Kontex CLI

Local HTTP proxy + dashboard for AI agent developers.
One command intercepts every LLM API call, saves a full snapshot locally, and opens a "Control Room" dashboard — no cloud, no config, no data leaves your machine.

If this is useful, a star on GitHub goes a long way — it helps other agent developers find it.

Why Kontex?

When you're building AI agents, you need to answer questions like:

Which LLM call caused the bad output?
What was the exact context when the agent went off-track?
Can I replay this run with a different response at step 3?

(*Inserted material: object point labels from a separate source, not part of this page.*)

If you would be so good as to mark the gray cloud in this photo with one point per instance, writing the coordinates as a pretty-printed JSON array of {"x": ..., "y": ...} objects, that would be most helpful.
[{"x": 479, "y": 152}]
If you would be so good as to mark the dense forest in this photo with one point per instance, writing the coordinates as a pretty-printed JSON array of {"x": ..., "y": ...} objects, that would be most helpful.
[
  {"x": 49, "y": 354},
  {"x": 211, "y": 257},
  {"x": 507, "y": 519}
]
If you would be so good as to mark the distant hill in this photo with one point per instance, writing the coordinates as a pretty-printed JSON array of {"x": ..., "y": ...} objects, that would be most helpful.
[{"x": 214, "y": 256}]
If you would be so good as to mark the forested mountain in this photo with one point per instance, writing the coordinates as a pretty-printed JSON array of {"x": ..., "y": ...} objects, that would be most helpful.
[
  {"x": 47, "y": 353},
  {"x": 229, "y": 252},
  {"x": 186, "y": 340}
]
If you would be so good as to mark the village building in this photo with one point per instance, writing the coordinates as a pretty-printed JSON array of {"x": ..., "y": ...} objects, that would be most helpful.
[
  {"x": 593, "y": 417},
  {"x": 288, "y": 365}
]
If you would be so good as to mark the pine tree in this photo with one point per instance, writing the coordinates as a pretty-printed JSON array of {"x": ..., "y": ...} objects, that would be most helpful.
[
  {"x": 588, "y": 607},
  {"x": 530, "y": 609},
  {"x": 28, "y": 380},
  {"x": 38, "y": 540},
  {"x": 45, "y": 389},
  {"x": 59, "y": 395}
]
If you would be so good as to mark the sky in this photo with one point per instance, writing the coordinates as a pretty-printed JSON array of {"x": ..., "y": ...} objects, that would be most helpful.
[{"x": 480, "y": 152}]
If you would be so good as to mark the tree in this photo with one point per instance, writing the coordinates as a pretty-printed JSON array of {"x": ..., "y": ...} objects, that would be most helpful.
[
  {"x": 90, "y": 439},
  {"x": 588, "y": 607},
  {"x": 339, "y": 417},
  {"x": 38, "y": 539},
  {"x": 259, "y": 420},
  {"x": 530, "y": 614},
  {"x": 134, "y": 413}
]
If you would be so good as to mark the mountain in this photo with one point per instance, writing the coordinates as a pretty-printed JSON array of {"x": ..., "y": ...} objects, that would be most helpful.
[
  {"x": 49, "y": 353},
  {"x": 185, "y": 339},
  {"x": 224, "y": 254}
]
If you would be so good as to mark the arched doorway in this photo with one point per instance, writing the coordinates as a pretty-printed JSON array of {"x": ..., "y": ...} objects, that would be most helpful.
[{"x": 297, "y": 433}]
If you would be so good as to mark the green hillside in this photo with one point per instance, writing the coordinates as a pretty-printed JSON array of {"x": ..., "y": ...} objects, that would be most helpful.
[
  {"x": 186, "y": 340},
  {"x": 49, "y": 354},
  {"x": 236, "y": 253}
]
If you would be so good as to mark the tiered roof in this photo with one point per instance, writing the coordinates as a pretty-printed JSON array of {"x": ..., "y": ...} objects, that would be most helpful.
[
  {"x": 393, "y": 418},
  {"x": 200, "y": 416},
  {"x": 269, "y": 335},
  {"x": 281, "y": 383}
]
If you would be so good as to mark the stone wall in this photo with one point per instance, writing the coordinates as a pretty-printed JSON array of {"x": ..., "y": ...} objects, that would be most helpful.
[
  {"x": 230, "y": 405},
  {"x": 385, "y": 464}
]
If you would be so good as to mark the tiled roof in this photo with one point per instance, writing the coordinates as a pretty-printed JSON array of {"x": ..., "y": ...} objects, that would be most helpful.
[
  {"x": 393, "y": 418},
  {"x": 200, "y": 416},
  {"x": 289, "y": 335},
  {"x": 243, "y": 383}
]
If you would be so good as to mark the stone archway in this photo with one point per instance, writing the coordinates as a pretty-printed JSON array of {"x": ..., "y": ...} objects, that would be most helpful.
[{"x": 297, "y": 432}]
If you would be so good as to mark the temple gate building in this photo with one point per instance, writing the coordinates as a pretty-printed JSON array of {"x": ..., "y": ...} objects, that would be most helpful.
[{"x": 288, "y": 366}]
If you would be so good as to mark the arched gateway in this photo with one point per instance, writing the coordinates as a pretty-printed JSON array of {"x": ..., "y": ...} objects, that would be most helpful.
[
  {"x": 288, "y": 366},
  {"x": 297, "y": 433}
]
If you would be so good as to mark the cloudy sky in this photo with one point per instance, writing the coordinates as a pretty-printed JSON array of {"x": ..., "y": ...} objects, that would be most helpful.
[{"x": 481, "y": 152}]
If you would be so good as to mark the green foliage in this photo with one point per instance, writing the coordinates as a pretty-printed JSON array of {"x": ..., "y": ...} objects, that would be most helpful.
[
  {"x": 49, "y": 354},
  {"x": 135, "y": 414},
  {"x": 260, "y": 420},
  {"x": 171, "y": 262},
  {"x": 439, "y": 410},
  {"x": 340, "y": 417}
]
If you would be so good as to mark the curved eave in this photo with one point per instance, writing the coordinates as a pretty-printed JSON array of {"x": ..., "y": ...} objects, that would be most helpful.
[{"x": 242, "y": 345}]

Kontex intercepts every call at the proxy layer, so you get full observability with zero changes to your agent code — just point your base URL at localhost:8080.

What it does

Your agent  →  localhost:8080  →  OpenAI / Anthropic / Ollama / any LLM API
                    │
                    ├── Saves raw prompt + response to .kontex.db (SQLite)
                    ├── Optionally trims context (lossless, toggleable)
                    └── Serves dashboard at GET /

Key features

Feature	Description
Proxy	Intercepts every `POST /*` call and forwards to your upstream LLM
Snapshots	Saves the full untrimmed prompt and response to SQLite — nothing is lost
Context trimmer	Structurally lossless trimming applied before the upstream call — toggleable from the dashboard
Session grouping	Groups related agent runs into sessions via a request header
Multi-agent graph	Swim-lane view showing every agent's trajectory and cross-agent links
Live pause	Pause a request mid-flight, inspect it, then resume with edited messages
Fork & replay	Branch from any snapshot with a human-edited response; downstream calls replay deterministically
Branch chain	Create a new agent task from any snapshot, staying in the same session

Requirements

Node.js 18+
npm 9+

Installation

Option A — global install (recommended)

npm install -g kontex-proxy
kontex start

Option B — clone and build

git clone https://github.com/pankaj-agrawalla/kontex-cli.git
cd kontex-cli
npm install
cd web && npm install && cd ..
npm run build

Configuration

Copy .env.example and edit as needed:

cp .env.example .env

# .env
KONTEX_PORT=8080           # Port for the proxy + dashboard (default: 8080)
UPSTREAM_URL=https://api.openai.com   # LLM API to forward requests to

To use with Ollama locally:

UPSTREAM_URL=http://localhost:11434

To use with Anthropic:

UPSTREAM_URL=https://api.anthropic.com

Usage

Start the server

kontex start

The browser opens automatically at http://localhost:8080.

Or with a custom port:

kontex start --port 9000

Point your agents at Kontex

Change your agent's base URL from the LLM provider to the Kontex proxy:

http://localhost:8080

No other code changes are required. All requests are transparently proxied.

Example — OpenAI SDK:

import OpenAI from "openai"

const client = new OpenAI({
  apiKey: process.env.OPENAI_API_KEY,
  baseURL: "http://localhost:8080/v1",   // ← point at Kontex
})

Example — LangChain:

import { ChatOpenAI } from "@langchain/openai"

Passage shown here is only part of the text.